Son síntomas del ocaso de un liberalismo político que, en su rechazo a asumir con aplomo el crepúsculo de sus luces, prefiere desnudar sus miserias en la retirada. Antes podía jactarse de su filiación democrática, su tolerancia cultural y conmiseración por los pobres, porque, con independencia del partido político victorioso, los ricos siempre triunfaban en el mundo en el que las alternativas de “mundos posibles” estaban diseñados a su medida.  

Ahora el planeta se ha sumergido en una incertidumbre de destino. Las élites dominantes divergen sobre cómo salir del atolladero económico y medioambiental que han provocado, los pobres ya no se culpabilizan de su pobreza, la utopía neoliberal se desvanece y los sacerdotes del libre mercado ya no tienen a sus pies a feligreses a quienes embaucar con redenciones futuras a cambio de complacencias actuales.  

Es el tiempo del ocaso del consenso globalista. Ni los de arriba tienen criterios compartidos de hacia dónde ir; ni los de abajo confían en el viejo curso que los de arriba les señalaban.  

Nadie de los inconformes sabe con certeza hacia dónde ir, aunque saben con claridad plebeya y callejera lo que ya no pueden soportar. Es la época de un presente que desfallece y de un futuro que no llega ni anuncia su existencia y las viejas creencias dominantes se fisuran, se repliegan para dar paso a la incredulidad y a la búsqueda de alguna nueva certidumbre donde enraizar las esperanzas. 

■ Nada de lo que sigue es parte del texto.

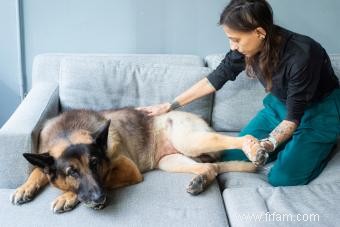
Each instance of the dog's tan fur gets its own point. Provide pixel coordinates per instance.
(136, 144)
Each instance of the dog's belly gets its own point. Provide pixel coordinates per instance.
(164, 148)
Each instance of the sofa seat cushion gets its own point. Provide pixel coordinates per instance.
(103, 83)
(259, 179)
(160, 200)
(313, 205)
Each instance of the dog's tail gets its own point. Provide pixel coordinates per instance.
(235, 166)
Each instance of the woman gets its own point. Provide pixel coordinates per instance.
(301, 120)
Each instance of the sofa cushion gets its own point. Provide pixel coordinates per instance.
(46, 67)
(103, 83)
(237, 102)
(313, 205)
(160, 200)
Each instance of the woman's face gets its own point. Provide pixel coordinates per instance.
(247, 43)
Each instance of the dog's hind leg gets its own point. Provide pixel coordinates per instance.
(206, 172)
(124, 172)
(193, 143)
(29, 189)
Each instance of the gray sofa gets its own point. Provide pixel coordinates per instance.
(67, 81)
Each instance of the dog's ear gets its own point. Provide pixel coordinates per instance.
(44, 161)
(100, 136)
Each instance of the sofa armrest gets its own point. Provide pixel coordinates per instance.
(20, 133)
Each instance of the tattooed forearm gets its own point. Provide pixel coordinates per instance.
(279, 135)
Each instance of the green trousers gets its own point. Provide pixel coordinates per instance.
(302, 158)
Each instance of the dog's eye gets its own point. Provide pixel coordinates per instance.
(71, 172)
(93, 163)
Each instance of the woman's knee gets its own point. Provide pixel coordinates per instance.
(280, 177)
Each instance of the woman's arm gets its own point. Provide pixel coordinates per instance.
(198, 90)
(279, 135)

Se trata de un caos creador que erosiona las viejas tolerancias morales entre los de “arriba” y los de “abajo” y que, con ello, empuja al consenso neoliberal que agrupó a la sociedad a replegarse. La calle y el voto, ya no los medios de comunicación ni los gobiernos, son ahora los espacios de la gramática donde se escribirá el nuevo estado de ánimo popular.  

La democracia se revitaliza desde abajo, pero paradójicamente por ello, se ha convertido en un medio peligroso para los ideólogos neoliberales que fueron demócratas en tanto el voto no pusiera en riesgo el consenso privatizador y de libre mercado. Pero, ahora que la calle y el voto impugnan la validez de este único destino, la democracia se presenta como un estorbo y hasta un peligro para la vigencia del neoliberalismo crepuscular.  

El golpe de Estado tiende a instalarse como una opción factible en el repertorio político conservador.  Y todo ello lo hace cabalgando un lenguaje enfurecido que aplasta en su galope cualquier respeto por la tolerancia y el pluralismo 

Estamos ante la desintegración del neoliberalismo político que, en su fase de ocaso y perdida de hegemonía, exacerba toda su carga violenta y está dispuesto a pactar con el diablo, con todos las fuerzas tenebrosas, racistas y antidemocráticas, para defender un proyecto ya malogrado. El consenso universalista del que se jactaba el neoliberalismo en los años 90s, ha dado lugar al odio enfeudado de una ideología de outlet. Y, como lo demuestra el último Vargas Llosa, la narración de esta putrefacción cultural es un bodrio literario carente de la épica de las derrotas dignas.